Bronzeville is located in Chicago's 3rd ward, currently represented by Alderman Pat Dowell.

Dowell introduced the amendment to the Vacant Property Ordinance that was passed by the Chicago City Council on July 28, 2011, holding banks responsible for maintaining foreclosed properties in neighborhoods across Chicago. Dowell commented on the issue, saying: "The foreclosure process sometimes takes a year or 18 months, two years for them to actually foreclose on the property and sometimes certain banks let those properties sit vacant....They can become haven for gang bangers and drug dealers; there is also the potential for fire hazards.....When vacant buildings are left to deteriorate, local property values tumble and criminality gains an entry into the neighborhood.....The landmark piece of legislation passed today will hold banks responsible for the upkeep of vacant properties, keeping them secure and keeping neighborhoods intact." Dowell also stated that: "This legislation goes a long way to keep our neighborhoods vibrant and soften the negative impact the housing foreclosure process has had on the city."

Dowell was the recipient of the Independent Voters of Illinois' Best Aldermanic Voting Record for 2010, presented by the Independent Voters of Illinois-Independent Precinct Organization (IVI-IPO), a not-for-profit, multi-partisan, independent political organization that has been in existence since 1944 dedicated to good government activism. Dowell along with Alderman Bob Fioretti (2nd) and Alderman Joe Moore (49th), was given IVI-IPO's Best Aldermanic Voting Award. Upon receiving the award Dowell stated: "I am thankful for the IVI-IPO recognition of my work in the City Council and my commitment to good government and participatory democracy. These are values I hold most dear and I'm proud to be associated with an organization like IVO-IPO that has been fighting the fight for social justice for over 60 years."

In 2018, J. B. Pritzker appointed Dowell a member of the gubernatorial transition's Job Creation and Economic Opportunity Committee.

In the runoff of the 2019 Chicago mayoral election, Dowell endorsed Toni Preckwinkle.

On May 17, three days prior to her inauguration, Lori Lightfoot announced that she would be naming Dowell to be the City Council's budget chairman. Dowell has generally aligned with Lightfoot's preferences in votes on the City Council, and has supported each of Lightfoot's budgets. However, she has dissented from the mayor on occasion, such as by casting the only vote on the City Council against the creation of a tax increment financing district to fund an extension of the CTA Red Line to 130th Street.

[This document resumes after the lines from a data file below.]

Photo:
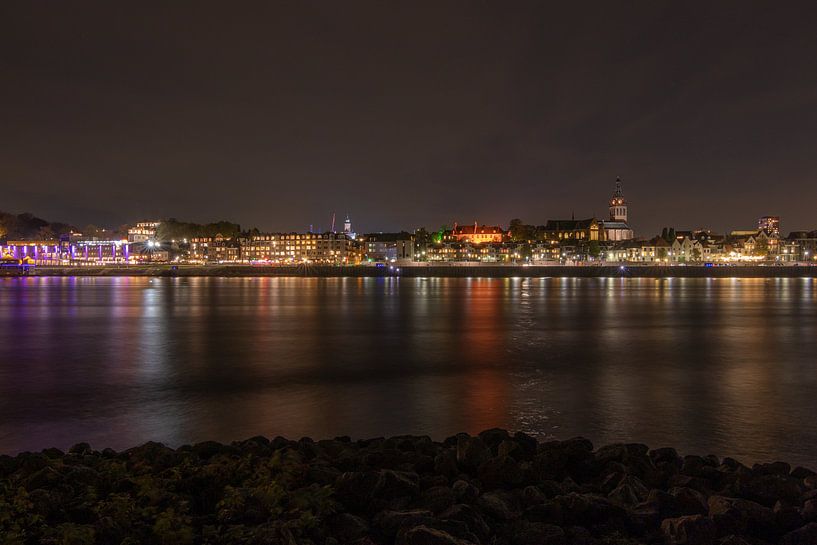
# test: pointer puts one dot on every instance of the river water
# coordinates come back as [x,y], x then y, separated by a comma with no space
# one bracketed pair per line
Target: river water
[724,366]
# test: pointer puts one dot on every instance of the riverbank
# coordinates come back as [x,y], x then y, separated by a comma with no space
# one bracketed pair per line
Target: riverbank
[497,488]
[476,271]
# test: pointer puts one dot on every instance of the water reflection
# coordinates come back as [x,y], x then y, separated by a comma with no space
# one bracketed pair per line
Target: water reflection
[706,365]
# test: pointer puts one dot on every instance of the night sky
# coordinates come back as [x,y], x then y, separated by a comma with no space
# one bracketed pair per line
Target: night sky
[409,114]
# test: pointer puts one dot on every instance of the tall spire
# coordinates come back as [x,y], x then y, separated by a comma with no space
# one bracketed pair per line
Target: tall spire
[618,205]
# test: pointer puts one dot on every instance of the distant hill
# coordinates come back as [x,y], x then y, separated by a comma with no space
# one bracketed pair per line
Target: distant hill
[29,226]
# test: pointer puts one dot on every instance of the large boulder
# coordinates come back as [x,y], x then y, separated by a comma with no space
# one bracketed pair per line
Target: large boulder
[690,530]
[471,453]
[429,535]
[500,472]
[738,516]
[807,535]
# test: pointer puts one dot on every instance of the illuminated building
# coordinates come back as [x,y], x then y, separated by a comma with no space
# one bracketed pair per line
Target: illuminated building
[347,228]
[574,230]
[616,228]
[66,252]
[323,248]
[476,234]
[770,224]
[387,246]
[143,231]
[215,249]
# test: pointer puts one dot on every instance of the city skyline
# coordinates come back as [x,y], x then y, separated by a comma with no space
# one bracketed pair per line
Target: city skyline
[277,115]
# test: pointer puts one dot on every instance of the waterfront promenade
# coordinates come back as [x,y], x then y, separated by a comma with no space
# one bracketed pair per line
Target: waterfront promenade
[441,271]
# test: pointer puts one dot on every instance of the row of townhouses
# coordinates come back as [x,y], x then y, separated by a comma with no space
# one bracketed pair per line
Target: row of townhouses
[558,241]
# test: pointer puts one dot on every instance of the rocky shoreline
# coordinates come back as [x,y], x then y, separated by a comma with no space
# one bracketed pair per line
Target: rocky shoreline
[494,488]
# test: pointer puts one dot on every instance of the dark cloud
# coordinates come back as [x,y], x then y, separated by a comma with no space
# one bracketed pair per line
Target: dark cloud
[408,113]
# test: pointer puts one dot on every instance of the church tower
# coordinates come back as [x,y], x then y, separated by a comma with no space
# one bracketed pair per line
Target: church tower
[618,206]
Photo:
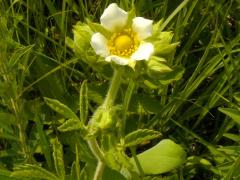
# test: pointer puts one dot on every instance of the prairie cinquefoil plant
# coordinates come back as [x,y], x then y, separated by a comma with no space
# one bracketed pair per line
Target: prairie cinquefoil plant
[95,90]
[124,39]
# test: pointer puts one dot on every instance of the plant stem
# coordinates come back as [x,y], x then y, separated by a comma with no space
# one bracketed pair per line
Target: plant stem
[100,157]
[107,105]
[126,102]
[113,89]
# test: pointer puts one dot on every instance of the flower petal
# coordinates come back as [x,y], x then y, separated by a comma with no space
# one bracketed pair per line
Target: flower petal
[144,51]
[99,44]
[113,17]
[118,59]
[143,27]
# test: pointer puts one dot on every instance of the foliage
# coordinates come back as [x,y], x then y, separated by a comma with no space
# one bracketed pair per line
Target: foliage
[51,87]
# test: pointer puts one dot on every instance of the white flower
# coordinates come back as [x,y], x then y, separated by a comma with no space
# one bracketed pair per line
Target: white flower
[126,44]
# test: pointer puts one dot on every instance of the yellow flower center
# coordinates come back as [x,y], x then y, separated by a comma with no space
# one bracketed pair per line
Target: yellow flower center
[123,43]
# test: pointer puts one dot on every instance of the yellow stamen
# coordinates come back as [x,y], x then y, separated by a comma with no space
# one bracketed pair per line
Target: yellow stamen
[123,43]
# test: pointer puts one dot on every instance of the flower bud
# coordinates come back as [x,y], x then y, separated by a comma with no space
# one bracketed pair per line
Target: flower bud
[157,66]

She also, alongside other alderman from downtown wards, criticized Lightfoot's decision to permit the NASCAR Chicago Street Race to be held in the downtown. Despite being a regular ally of Lightfoot on the City Council, Dowell endorsed Brandon Johnson against Lightfoot in the 2023 Chicago mayoral election.

Under Mayor Brandon Johnson, Dowell became the first woman to chair the City Council's Committee on Finance.

In September 2024, Dowell signed an open letter opposing Mayor Johnson's efforts to oust Public Schools CEO Pedro Martinez and calling for Martinez to be retained as schools CEO.

==Campaigns for other offices==
In April 2021, Dowell announced that she will be a candidate in the 2022 election for Illinois secretary of state. In January 2022, after U.S. Representative Bobby Rush announced his retirement, Dowell withdrew from the secretary of state race and announced that she would instead run in the primary to succeed Rush as representative for Illinois' 1st congressional district. She placed second in the Democratic primary election.